Thursday, July 21, 2005


In Which My Luck Runs Out...

For the next few months after my accident, my life continued to be charmed. Despite a two-year long wage and promotion freeze at my job, I nevertheless managed to get a promotion and a raise. I also began traveling for work, doing stories that took me to all sorts of interesting places, including the America's Cup race, the frickin' Oscars, and, impossibly, the small Midwestern town where I had lived out my boy-detective days. Even more impossibly, the house in which my family lived there had been converted to a bed-and-breakfast, which meant that I was able to get reservations for my old room (and my job paid for all of it!).

My freelance endeavors, once such a struggle even to get into small papers and zines, was exploding. In the space of one month, I placed two stories in national magazines--a first. I also secured an extremely desirable contract from one of those magazines to be a regular contributor to a department devoted to all manner of products, gadgets and toys. Suddenly my apartment was awash in cool new things and it was my job--my job!--to play with all of it.

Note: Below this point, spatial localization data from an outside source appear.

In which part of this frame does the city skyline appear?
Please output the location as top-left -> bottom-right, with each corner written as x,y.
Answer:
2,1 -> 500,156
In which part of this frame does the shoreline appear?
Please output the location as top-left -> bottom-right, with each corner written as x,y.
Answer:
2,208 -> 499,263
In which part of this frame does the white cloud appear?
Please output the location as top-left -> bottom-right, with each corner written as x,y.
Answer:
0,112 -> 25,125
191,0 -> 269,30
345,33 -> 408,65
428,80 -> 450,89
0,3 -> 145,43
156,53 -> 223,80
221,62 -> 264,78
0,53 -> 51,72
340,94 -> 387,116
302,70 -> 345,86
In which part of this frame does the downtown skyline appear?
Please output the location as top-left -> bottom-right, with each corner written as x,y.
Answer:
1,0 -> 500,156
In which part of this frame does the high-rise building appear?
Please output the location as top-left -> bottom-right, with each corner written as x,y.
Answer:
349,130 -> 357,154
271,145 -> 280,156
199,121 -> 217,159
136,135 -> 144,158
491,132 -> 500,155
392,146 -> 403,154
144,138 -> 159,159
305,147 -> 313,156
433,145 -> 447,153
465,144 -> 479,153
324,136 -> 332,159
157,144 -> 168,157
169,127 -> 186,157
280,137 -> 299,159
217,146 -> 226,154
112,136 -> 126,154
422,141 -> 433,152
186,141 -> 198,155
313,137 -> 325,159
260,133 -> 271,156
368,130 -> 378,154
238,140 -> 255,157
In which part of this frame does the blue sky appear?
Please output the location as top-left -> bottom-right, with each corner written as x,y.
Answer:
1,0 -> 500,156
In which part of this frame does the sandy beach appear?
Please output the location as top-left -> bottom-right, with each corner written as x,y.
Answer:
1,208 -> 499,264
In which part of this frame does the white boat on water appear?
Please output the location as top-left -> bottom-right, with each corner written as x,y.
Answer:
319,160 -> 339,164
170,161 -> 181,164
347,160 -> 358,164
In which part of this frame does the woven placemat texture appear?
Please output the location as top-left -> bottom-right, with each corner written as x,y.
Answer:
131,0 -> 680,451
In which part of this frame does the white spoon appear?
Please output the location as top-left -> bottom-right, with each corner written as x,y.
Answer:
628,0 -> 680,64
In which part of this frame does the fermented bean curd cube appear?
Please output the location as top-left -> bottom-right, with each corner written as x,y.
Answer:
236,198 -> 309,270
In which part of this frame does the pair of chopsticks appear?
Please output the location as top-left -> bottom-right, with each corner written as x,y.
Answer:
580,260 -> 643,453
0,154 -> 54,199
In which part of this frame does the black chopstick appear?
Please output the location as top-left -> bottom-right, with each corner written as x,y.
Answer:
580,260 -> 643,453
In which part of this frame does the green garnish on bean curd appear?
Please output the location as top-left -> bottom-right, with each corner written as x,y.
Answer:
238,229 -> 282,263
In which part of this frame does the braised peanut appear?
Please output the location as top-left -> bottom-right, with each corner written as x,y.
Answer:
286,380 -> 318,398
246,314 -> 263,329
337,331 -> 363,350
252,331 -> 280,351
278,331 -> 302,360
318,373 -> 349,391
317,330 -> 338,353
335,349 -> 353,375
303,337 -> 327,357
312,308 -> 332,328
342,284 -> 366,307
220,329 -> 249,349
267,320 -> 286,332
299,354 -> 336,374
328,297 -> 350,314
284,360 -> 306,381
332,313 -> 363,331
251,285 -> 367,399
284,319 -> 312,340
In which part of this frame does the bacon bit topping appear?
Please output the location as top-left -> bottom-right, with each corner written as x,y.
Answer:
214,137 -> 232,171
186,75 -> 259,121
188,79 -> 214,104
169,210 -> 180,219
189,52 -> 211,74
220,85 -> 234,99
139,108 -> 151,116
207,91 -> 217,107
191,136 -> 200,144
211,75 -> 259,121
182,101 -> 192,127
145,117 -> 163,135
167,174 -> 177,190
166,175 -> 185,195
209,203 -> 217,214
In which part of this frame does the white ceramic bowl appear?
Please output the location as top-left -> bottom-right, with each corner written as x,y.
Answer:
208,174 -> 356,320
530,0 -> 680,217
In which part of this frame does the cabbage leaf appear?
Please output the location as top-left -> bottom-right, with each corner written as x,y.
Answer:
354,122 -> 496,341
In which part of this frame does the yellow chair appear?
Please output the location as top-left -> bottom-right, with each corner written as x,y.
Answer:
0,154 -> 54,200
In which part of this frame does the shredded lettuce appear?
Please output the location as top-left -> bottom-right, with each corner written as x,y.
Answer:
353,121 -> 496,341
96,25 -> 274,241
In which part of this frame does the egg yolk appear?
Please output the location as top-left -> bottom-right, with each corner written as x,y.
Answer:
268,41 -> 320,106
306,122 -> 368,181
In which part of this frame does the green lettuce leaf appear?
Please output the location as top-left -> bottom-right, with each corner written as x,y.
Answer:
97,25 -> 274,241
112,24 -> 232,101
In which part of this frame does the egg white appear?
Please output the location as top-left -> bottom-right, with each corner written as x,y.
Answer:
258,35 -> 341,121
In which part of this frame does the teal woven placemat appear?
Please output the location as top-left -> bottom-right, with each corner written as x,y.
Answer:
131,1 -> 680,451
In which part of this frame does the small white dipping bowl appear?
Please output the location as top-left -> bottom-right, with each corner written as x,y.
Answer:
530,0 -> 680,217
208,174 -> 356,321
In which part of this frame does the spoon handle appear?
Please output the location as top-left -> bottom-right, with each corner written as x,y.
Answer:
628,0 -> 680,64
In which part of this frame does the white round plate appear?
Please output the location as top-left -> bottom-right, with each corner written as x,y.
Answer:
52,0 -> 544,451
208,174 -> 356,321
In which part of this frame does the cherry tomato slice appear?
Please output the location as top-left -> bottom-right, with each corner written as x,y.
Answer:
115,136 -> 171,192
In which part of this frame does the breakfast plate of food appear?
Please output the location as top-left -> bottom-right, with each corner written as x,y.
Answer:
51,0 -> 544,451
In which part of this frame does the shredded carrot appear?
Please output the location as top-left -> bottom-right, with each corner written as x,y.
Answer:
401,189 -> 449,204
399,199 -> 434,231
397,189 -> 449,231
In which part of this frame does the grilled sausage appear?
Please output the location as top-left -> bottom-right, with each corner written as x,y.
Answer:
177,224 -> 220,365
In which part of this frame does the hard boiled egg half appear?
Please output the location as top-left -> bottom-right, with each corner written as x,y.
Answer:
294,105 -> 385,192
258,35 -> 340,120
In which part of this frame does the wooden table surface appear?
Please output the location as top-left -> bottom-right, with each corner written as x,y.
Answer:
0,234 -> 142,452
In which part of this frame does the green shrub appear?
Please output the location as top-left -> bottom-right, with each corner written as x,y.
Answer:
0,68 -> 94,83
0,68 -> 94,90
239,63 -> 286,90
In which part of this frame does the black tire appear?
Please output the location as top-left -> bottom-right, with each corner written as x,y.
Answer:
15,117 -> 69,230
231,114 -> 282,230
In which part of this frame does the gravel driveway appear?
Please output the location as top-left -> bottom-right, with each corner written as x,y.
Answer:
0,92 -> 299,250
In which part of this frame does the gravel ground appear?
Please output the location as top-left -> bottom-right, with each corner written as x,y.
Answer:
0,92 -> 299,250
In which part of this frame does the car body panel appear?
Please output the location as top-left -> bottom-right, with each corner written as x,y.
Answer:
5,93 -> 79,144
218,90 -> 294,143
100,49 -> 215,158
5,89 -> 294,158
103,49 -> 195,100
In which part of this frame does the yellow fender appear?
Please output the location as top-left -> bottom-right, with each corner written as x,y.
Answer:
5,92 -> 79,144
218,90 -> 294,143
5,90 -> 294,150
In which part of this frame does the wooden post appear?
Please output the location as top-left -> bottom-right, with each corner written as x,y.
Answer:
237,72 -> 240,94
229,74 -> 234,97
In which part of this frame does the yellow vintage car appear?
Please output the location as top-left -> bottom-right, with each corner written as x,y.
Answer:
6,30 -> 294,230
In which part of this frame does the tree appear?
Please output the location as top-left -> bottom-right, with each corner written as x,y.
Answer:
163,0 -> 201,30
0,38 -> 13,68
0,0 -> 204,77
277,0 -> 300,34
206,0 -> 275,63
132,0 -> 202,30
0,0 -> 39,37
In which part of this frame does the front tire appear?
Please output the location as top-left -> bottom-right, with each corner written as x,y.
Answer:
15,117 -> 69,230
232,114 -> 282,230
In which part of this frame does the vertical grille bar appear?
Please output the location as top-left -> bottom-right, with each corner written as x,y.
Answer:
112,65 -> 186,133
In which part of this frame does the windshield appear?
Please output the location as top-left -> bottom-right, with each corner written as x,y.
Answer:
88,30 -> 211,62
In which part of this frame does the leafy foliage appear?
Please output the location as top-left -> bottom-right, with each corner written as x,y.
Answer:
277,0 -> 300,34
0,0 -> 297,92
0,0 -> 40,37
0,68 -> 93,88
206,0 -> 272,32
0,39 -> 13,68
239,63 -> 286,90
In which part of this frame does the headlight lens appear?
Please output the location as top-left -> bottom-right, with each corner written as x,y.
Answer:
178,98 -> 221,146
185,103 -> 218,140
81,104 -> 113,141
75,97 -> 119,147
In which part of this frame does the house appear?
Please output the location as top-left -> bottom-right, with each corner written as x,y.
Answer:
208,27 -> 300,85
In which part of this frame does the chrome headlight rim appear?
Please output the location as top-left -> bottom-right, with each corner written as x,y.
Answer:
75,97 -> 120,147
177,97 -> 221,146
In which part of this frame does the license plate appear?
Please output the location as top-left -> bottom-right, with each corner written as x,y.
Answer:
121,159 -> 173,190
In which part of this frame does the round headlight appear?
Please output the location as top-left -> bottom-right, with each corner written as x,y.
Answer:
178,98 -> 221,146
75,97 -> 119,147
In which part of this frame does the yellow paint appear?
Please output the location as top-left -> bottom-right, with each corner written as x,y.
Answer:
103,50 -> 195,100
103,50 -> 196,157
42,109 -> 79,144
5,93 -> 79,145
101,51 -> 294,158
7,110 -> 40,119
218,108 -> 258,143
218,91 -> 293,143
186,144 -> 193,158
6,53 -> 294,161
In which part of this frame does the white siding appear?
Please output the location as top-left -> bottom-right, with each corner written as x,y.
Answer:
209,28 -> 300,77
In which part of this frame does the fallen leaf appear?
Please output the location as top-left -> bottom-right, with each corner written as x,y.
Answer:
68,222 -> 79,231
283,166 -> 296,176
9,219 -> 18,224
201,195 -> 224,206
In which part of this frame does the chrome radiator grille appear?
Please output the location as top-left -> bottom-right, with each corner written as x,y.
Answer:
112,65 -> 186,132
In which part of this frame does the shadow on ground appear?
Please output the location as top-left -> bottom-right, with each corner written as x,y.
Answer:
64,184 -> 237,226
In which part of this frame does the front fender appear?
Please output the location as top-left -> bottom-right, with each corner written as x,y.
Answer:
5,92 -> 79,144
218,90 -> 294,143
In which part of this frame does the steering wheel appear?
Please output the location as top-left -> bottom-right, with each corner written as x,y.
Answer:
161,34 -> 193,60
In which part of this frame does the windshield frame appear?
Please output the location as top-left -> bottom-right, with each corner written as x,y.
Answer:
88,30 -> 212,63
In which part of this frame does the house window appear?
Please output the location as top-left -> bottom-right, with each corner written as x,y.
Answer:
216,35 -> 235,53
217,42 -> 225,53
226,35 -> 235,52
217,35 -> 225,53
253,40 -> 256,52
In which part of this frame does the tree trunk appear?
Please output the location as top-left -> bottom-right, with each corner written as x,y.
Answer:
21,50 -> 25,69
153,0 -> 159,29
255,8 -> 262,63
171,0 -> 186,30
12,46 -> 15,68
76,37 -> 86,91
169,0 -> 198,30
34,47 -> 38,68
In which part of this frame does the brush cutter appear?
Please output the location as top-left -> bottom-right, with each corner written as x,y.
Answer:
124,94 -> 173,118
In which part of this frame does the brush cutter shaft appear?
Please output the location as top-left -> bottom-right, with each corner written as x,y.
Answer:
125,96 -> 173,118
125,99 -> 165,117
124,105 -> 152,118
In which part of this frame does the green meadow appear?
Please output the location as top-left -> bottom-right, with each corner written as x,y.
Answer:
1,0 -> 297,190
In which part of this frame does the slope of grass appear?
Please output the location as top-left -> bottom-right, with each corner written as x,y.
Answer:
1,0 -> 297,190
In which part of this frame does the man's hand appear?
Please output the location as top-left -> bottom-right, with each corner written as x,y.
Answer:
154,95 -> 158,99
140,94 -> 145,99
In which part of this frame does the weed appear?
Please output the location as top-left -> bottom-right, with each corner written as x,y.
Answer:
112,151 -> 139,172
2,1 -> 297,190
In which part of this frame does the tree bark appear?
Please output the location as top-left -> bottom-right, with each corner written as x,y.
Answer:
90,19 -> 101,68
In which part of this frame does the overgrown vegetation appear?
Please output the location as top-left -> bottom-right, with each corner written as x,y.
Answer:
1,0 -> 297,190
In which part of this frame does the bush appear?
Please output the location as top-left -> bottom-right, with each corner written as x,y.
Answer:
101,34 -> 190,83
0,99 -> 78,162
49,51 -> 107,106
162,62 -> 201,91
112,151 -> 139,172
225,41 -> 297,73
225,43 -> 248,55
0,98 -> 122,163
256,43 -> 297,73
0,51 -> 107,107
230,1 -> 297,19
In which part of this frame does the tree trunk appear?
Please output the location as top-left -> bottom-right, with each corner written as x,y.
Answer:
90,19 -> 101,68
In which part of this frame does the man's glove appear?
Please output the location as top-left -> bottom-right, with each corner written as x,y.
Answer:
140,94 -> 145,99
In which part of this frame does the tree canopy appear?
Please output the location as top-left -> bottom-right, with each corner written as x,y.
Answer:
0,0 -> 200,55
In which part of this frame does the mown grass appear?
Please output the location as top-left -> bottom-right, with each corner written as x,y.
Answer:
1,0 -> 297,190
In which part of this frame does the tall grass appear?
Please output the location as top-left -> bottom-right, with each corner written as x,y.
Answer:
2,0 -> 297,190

So it was with gratitude--but not an especially great deal of surprise--that I noticed my social life was also improving. I moved into a bigger (yet cheaper) apartment further in the city and much closer to all manner of fun and action. Her Lovely Self and I went from just palling around to being well-nigh inseparable. It wasn't an overnight thing, to be sure. Despite my new lease on life and my fresh sense of good fortune, it was still a good while before I was able to make myself quite clear on the subject of being, hopelessly, irredeemably in love with her. And even then, it took some convincing, some dramatic declarations in crowded bars and darkened apartment courtyards, some sweet and goofy gestures involving at various times flowers, U2 tickets and Victoria's Secret products.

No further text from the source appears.